The use of vocalizations for social communication in big brown bats is not fully understood. One particular social call know as a frequency-modulated bout (FMB) is composed of three to four ultrasonic pulses that are longer in duration and lower in frequency compared to echolocation calls. The researchers in this study wanted to determine the function of these FMBs by examining the circumstances where these calls are emitted as well as their effect on other foraging bats. 1106 flight trials in a darkened flight room with specialized recording equipment for ultrasonic calls were completed in various social contexts. Trials were conducted with flying males and females alone, another bat of the same sex, or another bat of the opposite sex. The movements of the bats following FMBs were measured relative to other foraging bats as well as relative to the location of a prey item in the flight room. From these trials, only 186 FMBs were detected.

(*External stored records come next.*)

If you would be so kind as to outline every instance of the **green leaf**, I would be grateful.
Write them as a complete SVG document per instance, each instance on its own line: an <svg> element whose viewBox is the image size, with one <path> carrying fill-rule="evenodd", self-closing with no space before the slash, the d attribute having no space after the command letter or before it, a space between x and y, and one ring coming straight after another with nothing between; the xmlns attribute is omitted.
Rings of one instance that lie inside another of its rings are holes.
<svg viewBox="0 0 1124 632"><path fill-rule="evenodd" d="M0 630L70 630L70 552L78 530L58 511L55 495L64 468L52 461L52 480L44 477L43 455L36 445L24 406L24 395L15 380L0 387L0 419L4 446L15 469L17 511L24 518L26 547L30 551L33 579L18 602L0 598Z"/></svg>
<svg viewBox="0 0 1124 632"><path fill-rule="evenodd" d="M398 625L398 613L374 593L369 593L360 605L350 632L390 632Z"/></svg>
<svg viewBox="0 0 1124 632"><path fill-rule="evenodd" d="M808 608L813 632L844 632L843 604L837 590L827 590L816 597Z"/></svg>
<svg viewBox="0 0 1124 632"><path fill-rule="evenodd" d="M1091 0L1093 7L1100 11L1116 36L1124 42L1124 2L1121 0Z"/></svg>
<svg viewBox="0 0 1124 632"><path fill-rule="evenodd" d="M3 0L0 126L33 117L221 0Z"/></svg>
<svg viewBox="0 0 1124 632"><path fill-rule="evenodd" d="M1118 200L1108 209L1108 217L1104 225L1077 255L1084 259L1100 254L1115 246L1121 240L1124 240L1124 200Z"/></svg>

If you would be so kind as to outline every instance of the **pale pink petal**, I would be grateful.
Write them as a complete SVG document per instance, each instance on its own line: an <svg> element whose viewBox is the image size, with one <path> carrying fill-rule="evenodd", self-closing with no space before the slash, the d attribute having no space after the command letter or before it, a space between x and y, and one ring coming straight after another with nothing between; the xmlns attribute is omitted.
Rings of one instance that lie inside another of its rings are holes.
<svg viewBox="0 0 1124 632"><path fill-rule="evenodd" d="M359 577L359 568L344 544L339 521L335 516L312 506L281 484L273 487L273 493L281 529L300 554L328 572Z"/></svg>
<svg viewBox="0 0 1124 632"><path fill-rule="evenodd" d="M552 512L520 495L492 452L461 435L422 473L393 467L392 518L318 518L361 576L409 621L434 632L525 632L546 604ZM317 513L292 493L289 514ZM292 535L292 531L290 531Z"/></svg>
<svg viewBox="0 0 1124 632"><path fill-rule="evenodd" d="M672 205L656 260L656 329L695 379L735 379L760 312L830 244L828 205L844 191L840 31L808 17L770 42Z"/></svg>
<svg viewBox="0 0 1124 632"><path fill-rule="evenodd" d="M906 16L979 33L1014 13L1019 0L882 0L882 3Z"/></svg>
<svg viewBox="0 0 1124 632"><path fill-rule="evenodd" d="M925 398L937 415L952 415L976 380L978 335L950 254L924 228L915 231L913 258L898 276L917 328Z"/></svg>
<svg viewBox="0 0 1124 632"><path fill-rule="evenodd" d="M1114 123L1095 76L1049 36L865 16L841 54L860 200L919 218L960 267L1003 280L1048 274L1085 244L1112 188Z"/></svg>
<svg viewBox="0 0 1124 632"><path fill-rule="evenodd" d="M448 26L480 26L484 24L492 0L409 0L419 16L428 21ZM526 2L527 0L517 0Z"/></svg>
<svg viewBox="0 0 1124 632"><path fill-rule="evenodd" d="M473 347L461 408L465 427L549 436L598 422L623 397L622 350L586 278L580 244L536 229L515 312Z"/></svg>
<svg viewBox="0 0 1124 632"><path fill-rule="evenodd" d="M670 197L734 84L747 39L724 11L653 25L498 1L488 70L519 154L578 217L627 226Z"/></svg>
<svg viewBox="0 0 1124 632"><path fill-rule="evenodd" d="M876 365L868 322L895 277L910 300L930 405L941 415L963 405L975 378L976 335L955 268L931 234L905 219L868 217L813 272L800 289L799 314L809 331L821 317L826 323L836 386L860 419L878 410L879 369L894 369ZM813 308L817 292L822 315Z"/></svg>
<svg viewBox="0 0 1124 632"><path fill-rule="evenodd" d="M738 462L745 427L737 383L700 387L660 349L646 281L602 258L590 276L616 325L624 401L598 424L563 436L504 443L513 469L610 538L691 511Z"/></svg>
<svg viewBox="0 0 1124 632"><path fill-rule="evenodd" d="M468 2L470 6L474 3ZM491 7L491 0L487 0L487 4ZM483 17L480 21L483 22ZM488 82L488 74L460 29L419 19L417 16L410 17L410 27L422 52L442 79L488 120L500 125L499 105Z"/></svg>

Figure 2. A big brown bat (

Figure 2. A big brown bat

The researchers noticed that FMBs were only produced by males and in the presence of a second bat in the flight room. Moreover, when the FMBs were produced they appeared to immediately change the behavior of the other bat. The researchers saw that within 500 ms following a FMB, the distance between the two bats increased by an average of half a meter. Also, if a bat was close to a prey item when the other bat emitted a FMB, the bat would immediately move away from the prey item. Individuals that emitted more frequent FMBs  had about twice as much prey capture success compared to those that didn’t emit FMBs. These results show that FMBs repelled other foraging bats from both caller and prey. Therefore, the researchers concluded that the emission of FMBs increased the caller’s foraging success.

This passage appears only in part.